The moment both the bartender and the flight attendant were inside the hotel room, the door shut behind them, he emerged from the darkened bathroom. He slammed the grip of his pistol into the back of Enrico’s skull with his left hand and rammed the tip of Elena Orlov’s stun gun against Bowden’s gauzy little dress—high on the rear of her thigh—with his right. The bartender instantly collapsed to the carpet, unconscious, his shirt sponging up wet remnants of Elena’s blood. The flight attendant grunted loudly, shuddered, and then went limp like a rag doll. Just melted against him. She stared up at him as he lowered her to the rug beside the bartender, and he could see the terror in her eyes. She would be able to speak soon enough, and he did want to talk to her. But first he had to reevaluate what he was going to do.
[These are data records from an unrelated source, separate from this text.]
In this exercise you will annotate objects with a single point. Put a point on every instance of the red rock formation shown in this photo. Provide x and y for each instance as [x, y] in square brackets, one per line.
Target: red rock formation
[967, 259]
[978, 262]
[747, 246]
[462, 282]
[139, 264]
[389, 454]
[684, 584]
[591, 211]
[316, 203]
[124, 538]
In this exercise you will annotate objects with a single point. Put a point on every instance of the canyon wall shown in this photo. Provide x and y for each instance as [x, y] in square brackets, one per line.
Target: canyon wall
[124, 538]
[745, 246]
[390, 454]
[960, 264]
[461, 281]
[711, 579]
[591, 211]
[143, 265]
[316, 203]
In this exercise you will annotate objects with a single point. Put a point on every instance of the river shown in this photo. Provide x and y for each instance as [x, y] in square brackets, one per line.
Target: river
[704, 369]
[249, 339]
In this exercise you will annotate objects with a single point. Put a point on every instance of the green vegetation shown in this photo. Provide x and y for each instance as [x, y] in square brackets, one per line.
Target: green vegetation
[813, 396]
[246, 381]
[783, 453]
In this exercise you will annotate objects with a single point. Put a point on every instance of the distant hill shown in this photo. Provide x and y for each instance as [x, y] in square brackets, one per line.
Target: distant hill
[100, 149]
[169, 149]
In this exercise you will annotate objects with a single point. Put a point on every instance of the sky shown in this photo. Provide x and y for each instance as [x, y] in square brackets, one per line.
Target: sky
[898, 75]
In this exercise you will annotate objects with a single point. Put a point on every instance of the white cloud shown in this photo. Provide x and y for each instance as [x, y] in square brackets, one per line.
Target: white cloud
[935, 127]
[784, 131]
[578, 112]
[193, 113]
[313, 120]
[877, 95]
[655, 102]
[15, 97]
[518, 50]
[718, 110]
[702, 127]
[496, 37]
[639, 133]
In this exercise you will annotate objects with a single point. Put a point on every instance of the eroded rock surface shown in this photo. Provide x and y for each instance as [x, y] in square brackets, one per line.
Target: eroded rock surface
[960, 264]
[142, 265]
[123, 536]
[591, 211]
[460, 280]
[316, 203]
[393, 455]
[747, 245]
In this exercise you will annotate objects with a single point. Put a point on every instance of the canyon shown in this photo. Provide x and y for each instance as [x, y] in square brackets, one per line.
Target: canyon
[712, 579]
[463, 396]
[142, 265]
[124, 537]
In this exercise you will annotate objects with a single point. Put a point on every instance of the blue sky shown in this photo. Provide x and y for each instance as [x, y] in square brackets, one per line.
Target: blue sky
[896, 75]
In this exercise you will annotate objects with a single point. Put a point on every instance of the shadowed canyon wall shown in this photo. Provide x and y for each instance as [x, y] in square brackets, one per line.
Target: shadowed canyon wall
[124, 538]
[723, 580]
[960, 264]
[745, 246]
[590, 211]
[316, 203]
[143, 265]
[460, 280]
He dumped out the woman’s purse and saw that she had gotten a gun. Perfect. He didn’t care where she got it; he could use it. Elena had set the table rather nicely when she’d called the newspaper. The woman wouldn’t overdose on the barbiturates the American spy had brought. Instead he would leave behind a tableau for the world in which it seemed evident that Cassandra Bowden had killed her Italian lover and her new, wealthy Russian friend from Sochi, and then shot herself in the head with the gun she must have gone to such great lengths to acquire.
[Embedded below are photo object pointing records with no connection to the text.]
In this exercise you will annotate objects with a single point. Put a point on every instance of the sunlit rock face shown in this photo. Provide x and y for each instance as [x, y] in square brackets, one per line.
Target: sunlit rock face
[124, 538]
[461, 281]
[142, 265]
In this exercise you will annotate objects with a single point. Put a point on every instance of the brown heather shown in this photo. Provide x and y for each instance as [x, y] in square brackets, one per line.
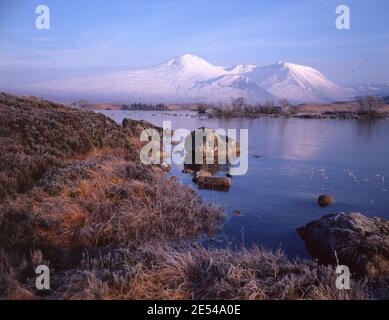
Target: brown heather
[74, 196]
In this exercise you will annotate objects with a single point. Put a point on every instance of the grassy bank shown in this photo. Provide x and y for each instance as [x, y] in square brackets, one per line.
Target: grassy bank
[74, 196]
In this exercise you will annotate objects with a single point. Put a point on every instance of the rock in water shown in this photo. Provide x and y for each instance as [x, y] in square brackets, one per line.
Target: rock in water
[360, 242]
[210, 145]
[201, 174]
[325, 200]
[214, 183]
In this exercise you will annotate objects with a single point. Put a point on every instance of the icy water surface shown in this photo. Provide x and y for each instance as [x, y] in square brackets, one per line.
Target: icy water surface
[299, 160]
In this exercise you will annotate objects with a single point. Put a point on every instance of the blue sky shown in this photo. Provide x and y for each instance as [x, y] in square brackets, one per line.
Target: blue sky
[89, 36]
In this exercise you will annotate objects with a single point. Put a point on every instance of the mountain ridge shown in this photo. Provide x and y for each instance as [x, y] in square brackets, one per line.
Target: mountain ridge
[189, 78]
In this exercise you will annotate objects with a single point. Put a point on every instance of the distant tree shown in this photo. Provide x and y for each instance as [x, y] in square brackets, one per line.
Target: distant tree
[269, 104]
[370, 104]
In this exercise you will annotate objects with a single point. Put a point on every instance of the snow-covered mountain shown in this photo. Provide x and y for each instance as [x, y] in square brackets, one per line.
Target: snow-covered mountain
[297, 83]
[375, 89]
[189, 78]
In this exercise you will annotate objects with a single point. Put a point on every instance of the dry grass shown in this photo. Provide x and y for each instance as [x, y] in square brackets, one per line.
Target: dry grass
[157, 272]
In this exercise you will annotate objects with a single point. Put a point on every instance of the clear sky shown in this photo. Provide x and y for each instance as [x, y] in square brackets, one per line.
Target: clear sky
[91, 36]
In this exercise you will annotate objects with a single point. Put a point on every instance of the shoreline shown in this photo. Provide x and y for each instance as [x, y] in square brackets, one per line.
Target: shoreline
[112, 228]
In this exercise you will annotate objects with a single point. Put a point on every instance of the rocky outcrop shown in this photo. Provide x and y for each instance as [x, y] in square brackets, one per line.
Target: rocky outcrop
[360, 242]
[325, 200]
[136, 127]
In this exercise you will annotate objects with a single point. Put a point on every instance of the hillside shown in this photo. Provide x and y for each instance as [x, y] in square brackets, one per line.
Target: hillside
[191, 79]
[75, 198]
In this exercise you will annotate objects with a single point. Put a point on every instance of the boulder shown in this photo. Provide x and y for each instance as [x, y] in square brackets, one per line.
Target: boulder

First, however, he had to transfer the silencer from his Beretta to hers.





34




The taser was excruciating, and Cassie wanted to scream—in her mind, she imagined a blue streak of expletives, a woman with a foul mouth and an impressive vocabulary unleashing it all in the throes of labor—but she could only moan, long and low. And then she was on her stomach on the hotel room floor, just outside the bathroom door, and there was Buckley crouching beside her.

Yes, it was the actor. Of course it was.

He was actually wearing that same black ball cap. Here she had been so obsessed with Miranda, and all along it had been a person she thought was sweet and well meaning and actually a bit of a puppy dog. It was a testimony to just how badly she appraised people and picked her friends, and it might have been comic if he weren’t going to kill her the way that he or one of his associates had, she presumed, killed Alex. He was going to grab a handful of her hair, pull back her head to expose her neck, and cut her throat—probably poor Enrico’s, too—and leave her facedown on the hotel room rug to bleed out.

Cassie hoped it wouldn’t hurt, but she knew it would. She realized that she was most afraid of the pain, the sharp, brief, razor-like sting of the blade slicing into her skin, and maybe that explained why she drank. Pain came in all colors and sizes, much of it far worse than the pricks and aches and fever dreams that affected the body. This was the pain that gouged out great holes in the soul, hollowing out self-esteem and cratering a person’s self-respect. This was the pain that caused you to gaze at yourself in the mirror and wonder why in the name of God you were here. Cassie understood that her life was a study in precisely this sort of palliative management. Or, to be precise, mismanagement.